I really can’t understand why women should be put down, mocked and imitated in a derogatory way for celebrating their autonomy on a commercialised day about partnership, enjoying a particular beverage, obeying the law or for engaging in consensual sex work and reaping the benefits of such.

Yet this happens so often today, to the point that it isn’t always just men behaving in this way. Some girls and women even join in the criticism, perhaps without realising they’re contributing to the rhetoric of the patriarchal society that we live in and undoing the work of feminists throughout centuries around the globe.

I can’t help but feel that these females have been oppressed into believing that they should mock other females who have different interests to them, or that they’re a lesser person if they like or engage in these certain activities. The dreaded “I’m not like other girls” phrase comes to mind here. 

Now I know what the backlash to this article will be:

“You can’t take a joke”, “we’re obviously not being serious”, “you need to lighten up”, etc. etc. 

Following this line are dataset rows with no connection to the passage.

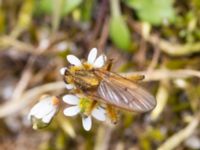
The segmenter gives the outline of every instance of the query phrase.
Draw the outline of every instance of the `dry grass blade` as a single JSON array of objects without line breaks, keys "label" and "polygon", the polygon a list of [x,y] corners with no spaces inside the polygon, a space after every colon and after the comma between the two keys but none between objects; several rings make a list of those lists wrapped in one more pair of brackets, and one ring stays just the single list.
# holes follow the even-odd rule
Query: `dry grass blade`
[{"label": "dry grass blade", "polygon": [[183,142],[186,138],[193,134],[193,132],[199,125],[199,121],[199,116],[194,117],[193,120],[184,129],[169,137],[169,139],[167,139],[158,148],[158,150],[172,150],[176,148],[181,142]]}]

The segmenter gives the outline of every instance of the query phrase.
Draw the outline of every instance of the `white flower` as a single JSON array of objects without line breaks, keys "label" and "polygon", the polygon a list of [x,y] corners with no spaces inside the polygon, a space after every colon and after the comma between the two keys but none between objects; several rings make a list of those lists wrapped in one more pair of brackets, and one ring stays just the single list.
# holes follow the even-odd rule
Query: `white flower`
[{"label": "white flower", "polygon": [[[74,66],[81,67],[83,64],[80,59],[78,59],[74,55],[67,55],[67,60],[70,64]],[[100,55],[97,57],[97,48],[91,49],[90,53],[88,54],[87,63],[92,65],[94,68],[101,68],[105,65],[106,62],[106,56]]]},{"label": "white flower", "polygon": [[[107,59],[106,56],[103,54],[97,57],[97,48],[93,48],[88,54],[87,64],[90,64],[93,68],[101,68],[105,65],[106,59]],[[81,60],[74,55],[67,55],[67,60],[71,65],[74,65],[77,67],[83,66],[83,63],[81,62]],[[66,70],[67,70],[67,67],[61,68],[60,74],[65,75]],[[66,88],[68,90],[75,89],[75,85],[66,84]]]},{"label": "white flower", "polygon": [[59,103],[57,97],[46,96],[35,104],[28,114],[28,119],[32,121],[33,128],[46,127],[57,113]]},{"label": "white flower", "polygon": [[[84,99],[81,100],[81,98],[78,96],[67,94],[63,97],[63,101],[67,104],[72,105],[64,110],[65,116],[75,116],[78,113],[81,113],[82,108],[80,106],[80,103],[81,101],[84,101]],[[105,121],[106,120],[105,110],[101,107],[95,107],[92,110],[91,115],[88,116],[84,114],[82,115],[82,124],[83,128],[86,131],[89,131],[92,127],[92,117],[94,117],[99,121]]]}]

But that is the literal point, if you’re dragging women for clout, then you are part of the problem, joke or no joke. Whether intended or not, you are contributing to the dangerous entrenchment of thought that women are foolish or lesser for deriving joy as a collective. So, next time you want me to ‘take the joke’, tell me a knock knock one. 

With this dangerous form of gaslighting being fed quite literally into the palm of our hands through social media, as women we need to be reminded that being similar to other females isn’t a negative trait, it’s amazing, rewarding and gratifying.

There is a much deeper issue here, as to why this ‘calling out’ occurs and why female homogeneity is scorned. While we may be told that it’s just a joke, perhaps that deeper issue is the innate misogyny that is ever present today.